Je désire de tout mon cœur que Dieu pousse des ouvriers dans sa moisson ; mais personne ne peut dépasser son don, et ce qu’il fait au-delà ne peut qu’être nuisible à lui-même et peut-être à tous. Oui, je demande que Dieu suscite des ouvriers ; qu’il y ait de la foi, du dévouement ; je le demande de tout mon cœur, mais je ne prétends pas même avoir une opinion sur tous les cas qui surgissent. Je m’intéresse profondément à l’œuvre, vous pouvez bien le croire ; par conséquent, l’activité des ouvriers me touche de près, mais je crois que notre Dieu tient la haute main sur tout, et ma confiance est dans sa bonté et dans sa fidélité. Naturellement, quand on s’intéresse beaucoup à une chose, on pense à tout ce qui arrive. On m’accuse de trop de laisser aller, mais il me semble que je me fie à Dieu, car l’œuvre est à lui. Si je puis être utile dans cette œuvre, c’est une grâce qu’il me confère, mais je vois que, souvent, quand on veut trop gouverner et diriger, c’est la foi en Dieu qui manque.

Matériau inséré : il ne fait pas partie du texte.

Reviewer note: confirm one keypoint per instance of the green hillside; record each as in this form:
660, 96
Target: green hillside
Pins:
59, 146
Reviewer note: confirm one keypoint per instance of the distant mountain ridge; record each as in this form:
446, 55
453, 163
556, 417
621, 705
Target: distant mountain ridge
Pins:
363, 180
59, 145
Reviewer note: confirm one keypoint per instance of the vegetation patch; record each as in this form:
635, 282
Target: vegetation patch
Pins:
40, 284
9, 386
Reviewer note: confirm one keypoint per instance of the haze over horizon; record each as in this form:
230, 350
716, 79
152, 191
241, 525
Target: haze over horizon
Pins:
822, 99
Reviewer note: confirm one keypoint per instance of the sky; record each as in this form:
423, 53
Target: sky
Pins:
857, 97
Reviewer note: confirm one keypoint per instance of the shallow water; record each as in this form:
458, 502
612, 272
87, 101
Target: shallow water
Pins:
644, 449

Quant à mon voyage au Canada, des affaires de famille ont arrêté le frère qui connaît le pays et qui devait me conduire…
Saluez affectueusement les frères. Si je ne pars pas pour le Canada, j’ai un peu l’espoir de les voir.
Que Dieu garde et bénisse votre femme.
Votre toujours affectionné frère.
P.-S. – Je viens d’avoir d’excellentes réunions en province, et les frères en général vont bien.